Casirivimab/imdevimab (REGEN-COV) and tixagevimab/cilgavimab (Evusheld) inhibited BA.2, but the titer of monoclonal antibodies “required for a 50% reduction in the number of infectious foci” for BA.2 was higher by a factor of 43.0 to 143.6 for the former and by a factor of 1.4 to 8.1 for the latter compared with the ancestral strain and other variants, reported Yoshihiro Kawaoka, DVM, PhD, of the University of Tokyo, and colleagues.
However, the susceptibilities of Omicron/BA.2 to the antivirals remdesivir (Veklury), molnupiravir, and nirmatrelvir, a component of Paxlovid, were similar to those of the ancestral strain and other variants of concern (50% inhibitory concentration values for these three agents that differed by factors of 2.5 to 4.5, 0.7 to 1.6, and 1.5 to 3.3, respectively), the authors noted in the New England Journal of Medicine (NEJM).
“Clinical studies are warranted to determine whether these antiviral therapies are indeed effective against Omicron/BA.2 infections,” they wrote.
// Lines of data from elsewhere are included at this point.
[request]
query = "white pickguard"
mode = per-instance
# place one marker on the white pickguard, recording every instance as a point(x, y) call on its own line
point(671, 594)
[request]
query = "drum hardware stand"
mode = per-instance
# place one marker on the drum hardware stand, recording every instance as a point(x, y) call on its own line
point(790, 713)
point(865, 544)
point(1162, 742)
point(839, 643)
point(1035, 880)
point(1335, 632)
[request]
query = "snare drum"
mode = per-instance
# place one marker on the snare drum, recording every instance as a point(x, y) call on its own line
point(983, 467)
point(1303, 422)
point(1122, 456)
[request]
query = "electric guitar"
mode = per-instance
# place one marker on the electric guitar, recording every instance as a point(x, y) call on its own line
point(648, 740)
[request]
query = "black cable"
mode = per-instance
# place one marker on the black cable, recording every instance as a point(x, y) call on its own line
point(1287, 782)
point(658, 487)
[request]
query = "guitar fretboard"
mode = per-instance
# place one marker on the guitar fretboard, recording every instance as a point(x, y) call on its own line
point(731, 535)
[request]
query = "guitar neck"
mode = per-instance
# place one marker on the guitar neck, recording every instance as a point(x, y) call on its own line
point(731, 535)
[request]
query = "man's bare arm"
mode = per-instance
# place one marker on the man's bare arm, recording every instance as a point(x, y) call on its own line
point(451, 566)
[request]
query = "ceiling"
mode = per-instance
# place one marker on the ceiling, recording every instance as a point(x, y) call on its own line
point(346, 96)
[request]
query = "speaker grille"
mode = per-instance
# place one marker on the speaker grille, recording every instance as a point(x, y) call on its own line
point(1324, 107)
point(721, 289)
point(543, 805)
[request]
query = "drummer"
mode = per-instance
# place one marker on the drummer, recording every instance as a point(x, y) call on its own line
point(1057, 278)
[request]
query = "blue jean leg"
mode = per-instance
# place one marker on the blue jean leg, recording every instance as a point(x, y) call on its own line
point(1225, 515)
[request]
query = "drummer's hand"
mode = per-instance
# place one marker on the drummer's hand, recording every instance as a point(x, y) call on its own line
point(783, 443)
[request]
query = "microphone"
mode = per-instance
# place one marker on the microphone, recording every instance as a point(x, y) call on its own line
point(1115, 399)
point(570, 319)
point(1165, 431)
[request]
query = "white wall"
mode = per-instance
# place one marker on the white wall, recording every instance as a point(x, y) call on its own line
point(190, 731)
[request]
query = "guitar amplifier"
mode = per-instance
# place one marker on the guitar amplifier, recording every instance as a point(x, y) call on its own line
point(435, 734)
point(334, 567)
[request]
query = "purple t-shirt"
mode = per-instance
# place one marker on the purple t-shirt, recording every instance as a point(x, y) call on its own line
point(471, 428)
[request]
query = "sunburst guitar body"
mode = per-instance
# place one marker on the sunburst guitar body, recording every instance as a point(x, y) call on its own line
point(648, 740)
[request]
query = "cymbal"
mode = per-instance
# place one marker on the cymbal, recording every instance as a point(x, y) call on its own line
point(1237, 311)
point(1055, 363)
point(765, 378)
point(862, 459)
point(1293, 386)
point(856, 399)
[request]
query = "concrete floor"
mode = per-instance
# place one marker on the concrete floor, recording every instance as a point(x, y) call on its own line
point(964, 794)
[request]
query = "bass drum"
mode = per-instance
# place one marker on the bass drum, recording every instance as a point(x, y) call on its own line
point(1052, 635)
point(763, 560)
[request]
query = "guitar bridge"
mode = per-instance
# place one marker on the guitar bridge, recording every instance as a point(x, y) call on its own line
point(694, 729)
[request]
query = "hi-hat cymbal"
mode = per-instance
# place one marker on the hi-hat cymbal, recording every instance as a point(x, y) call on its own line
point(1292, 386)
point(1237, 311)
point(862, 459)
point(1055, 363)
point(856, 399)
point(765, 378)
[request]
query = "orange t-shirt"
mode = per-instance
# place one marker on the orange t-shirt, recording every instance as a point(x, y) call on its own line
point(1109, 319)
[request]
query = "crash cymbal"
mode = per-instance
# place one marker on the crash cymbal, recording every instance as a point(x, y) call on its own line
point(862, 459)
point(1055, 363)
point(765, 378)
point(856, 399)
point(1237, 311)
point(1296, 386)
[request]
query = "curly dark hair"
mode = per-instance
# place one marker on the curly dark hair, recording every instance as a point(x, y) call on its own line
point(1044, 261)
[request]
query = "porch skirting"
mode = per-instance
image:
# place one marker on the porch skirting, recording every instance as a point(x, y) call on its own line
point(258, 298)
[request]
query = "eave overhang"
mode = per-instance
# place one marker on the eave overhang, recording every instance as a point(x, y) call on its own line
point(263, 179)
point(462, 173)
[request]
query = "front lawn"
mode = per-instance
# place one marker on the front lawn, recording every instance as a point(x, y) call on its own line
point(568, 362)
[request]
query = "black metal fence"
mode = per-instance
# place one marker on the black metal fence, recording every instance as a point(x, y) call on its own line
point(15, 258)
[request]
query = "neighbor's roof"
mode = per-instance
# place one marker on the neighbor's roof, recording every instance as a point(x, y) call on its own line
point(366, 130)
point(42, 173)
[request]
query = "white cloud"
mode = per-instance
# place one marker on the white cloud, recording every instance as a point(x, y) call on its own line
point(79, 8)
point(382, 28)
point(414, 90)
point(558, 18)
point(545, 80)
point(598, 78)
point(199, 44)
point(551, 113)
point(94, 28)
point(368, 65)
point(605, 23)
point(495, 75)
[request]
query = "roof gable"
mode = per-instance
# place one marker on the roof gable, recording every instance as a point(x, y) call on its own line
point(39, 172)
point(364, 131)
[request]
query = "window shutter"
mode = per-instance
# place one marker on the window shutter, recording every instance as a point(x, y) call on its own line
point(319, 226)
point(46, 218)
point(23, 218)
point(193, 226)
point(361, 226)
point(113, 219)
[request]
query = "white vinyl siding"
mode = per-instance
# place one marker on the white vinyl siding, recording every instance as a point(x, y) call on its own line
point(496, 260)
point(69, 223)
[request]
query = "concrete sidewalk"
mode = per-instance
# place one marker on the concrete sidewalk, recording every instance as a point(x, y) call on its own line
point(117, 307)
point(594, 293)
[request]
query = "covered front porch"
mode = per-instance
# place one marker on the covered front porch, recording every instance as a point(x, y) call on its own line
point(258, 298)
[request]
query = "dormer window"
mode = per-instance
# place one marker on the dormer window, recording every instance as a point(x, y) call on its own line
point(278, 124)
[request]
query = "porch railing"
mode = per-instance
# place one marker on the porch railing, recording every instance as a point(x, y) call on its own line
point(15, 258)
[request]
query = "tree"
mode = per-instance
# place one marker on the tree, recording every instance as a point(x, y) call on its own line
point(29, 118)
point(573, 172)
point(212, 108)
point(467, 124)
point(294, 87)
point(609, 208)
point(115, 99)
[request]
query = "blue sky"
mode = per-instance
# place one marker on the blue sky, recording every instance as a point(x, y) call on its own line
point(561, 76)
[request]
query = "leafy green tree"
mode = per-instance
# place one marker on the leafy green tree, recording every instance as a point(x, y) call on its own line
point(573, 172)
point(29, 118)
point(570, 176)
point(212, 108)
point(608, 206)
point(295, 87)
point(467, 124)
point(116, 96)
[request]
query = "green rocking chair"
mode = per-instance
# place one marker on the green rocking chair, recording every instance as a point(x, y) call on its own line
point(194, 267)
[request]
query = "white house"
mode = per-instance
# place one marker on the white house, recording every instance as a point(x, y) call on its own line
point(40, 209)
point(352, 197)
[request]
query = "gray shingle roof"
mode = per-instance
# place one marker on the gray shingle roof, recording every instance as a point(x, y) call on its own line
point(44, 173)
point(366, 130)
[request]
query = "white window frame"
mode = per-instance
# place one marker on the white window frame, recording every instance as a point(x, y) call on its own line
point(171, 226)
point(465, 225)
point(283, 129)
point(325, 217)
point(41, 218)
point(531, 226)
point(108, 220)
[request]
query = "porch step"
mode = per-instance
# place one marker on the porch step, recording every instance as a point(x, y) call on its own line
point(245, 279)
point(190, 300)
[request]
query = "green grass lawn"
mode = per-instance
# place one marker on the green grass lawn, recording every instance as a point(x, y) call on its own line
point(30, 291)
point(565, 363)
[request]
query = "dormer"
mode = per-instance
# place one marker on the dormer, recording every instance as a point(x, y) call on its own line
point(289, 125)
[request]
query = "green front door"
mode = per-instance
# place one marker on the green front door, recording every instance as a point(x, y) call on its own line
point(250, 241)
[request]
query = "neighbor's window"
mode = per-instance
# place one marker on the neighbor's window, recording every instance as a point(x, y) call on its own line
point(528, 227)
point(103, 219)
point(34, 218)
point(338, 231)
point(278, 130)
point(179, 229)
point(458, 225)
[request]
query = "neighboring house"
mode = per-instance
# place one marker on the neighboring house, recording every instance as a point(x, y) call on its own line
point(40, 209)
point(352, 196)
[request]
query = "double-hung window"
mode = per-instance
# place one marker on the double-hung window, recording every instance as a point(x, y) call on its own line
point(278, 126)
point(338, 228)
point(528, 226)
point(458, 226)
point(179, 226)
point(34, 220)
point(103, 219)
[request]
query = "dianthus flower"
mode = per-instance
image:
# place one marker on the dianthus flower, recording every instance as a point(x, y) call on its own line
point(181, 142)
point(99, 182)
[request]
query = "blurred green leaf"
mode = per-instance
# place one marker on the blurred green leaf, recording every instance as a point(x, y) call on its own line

Kawaoka’s group examined a biological sample of BA.2, which was isolated from a traveler from India who arrived in Japan, and tested it against the monoclonal antibodies and antivirals.
In January, the FDA limited the use of casirivimab/imdevimab and bamlanivimab/etesevimab, saying neither should be used against Omicron due to reduced activity against the variant.
Kawaoka and team noted that bamlanivimab/etesevimab lost neutralization activity against BA.2, similar to what was seen in FDA’s research.
More recently, the agency scaled back use of sotrovimab; the drug is no longer authorized for treatment of non-susceptible variants, with data showing lower neutralization against BA.2.
For S309, the precursor of sotrovimab, the titer of monoclonal antibodies required for a 50% reduction in infectious foci was higher by a factor of 12.2 to 49.7 for BA.2, the authors reported.
Notably, bebtelovimab, the only monoclonal antibody authorized to treat Omicron, was not included in this analysis. While tixagevimab/cilgavimab was included, this combination is only currently authorized for COVID prevention, not treatment.
A second NEJM study warned of resistance mutations after treatment with monoclonal antibodies following the “rapid development of spike gene mutations associated with high-level sotrovimab resistance in vitro,” in patients infected with the Delta variant. SARS-CoV-2 was isolated up to 24 days after patients received the monoclonal antibody.
Vitali Sintchenko, MD, PhD, of the University of Sydney, and colleagues said the “findings underscore the importance of stewardship of monoclonal antibodies,” particularly since sotrovimab is one of the few with activity against Omicron. They emphasized the importance of post-marketing genomic surveillance of patients who receive monoclonal antibodies to monitor for potentially resistant variants in healthcare settings and the community.